“I have no idea,” Trey said coolly. “It belongs to Caroline.”
“All right,” she admitted cheerfully. “I leaped to conclusions there and missed the pier entirely. So what do you drive—a Rolls-Royce that matches your suit?”
“Depends on the day.”
Darcy had to admit that despite herself she was impressed—certainly not by the fact that he owned multiple cars, but because he didn’t seem to want to brag about it. “How did you and Dave become friends, anyway? Somehow the two of you just don’t seem the type to be bosom buddies.”
“Because he has a motorcycle and I don’t?”
Darcy chalked that up as a fact to remember. “I’ve never heard him mention your name.”
“We met in the frat house in college. Lost track of each other after that, and we didn’t run into each other again until a college reunion a year or two ago.”
“When I’d already gone to San Francisco.”
“I guess it must have been. What were you doing out there, anyway?”
“Graphic arts,” she said crisply. “How long have you been with the stores?”

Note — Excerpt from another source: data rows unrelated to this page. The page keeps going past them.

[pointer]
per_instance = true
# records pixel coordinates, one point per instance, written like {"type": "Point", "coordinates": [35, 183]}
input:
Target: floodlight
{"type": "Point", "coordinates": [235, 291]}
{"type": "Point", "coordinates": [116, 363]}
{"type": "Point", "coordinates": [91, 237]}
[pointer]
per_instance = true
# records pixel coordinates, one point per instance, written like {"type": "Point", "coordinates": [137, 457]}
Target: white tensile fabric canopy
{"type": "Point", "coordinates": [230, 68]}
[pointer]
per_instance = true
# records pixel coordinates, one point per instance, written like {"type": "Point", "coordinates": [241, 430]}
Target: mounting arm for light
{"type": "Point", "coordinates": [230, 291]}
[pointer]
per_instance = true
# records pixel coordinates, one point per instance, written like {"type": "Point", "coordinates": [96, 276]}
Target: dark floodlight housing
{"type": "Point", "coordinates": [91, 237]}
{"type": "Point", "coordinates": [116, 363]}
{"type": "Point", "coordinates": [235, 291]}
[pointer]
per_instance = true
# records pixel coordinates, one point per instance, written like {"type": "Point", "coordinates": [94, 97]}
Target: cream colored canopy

“About two years. I stayed out East after grad school and worked for a couple of different firms, but then my dad had a heart attack and had to retire, so I came home to take over.”

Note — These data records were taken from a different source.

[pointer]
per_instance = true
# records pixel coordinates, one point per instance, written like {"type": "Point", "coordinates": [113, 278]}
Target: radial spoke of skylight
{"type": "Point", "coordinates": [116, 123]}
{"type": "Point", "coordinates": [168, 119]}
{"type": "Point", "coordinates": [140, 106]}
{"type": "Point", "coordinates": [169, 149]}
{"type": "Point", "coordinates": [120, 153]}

“How does he feel about you being in charge?”
“He died six months ago,” Trey said.
“I’m sorry. I didn’t know.”
“No reason you should.”
That, Darcy thought, was not quite true, even though the name probably wouldn’t have had personal meaning for her. But six months ago she’d been living in a fog where nothing much had made an impression. Six months ago, she might not even have noticed Trey Kent if he’d crossed her path.
No, she thought. No matter what else was going on in her life, it would be impossible for any woman to ignore Mr. Elegance.
“Where are we going, again?”
Darcy had gotten so sidetracked into thinking about Trey that she had to stop to think. “Tanner’s—it’s a couple more blocks down. There’s parking out front.” Belatedly she remembered what he was driving. “Unless you’d rather leave the car with a valet at the hotel down the street.”
“No, it’ll be fine. This car has such an elaborate alarm system it’ll slap handcuffs on anybody who tries to touch it, long before the cops have a chance to show up.”
Just inside the front door of the bar, she paused to look around. “There’s a free booth—I’ll grab it, if you want to go get the drinks. Just an iced tea for me, please.”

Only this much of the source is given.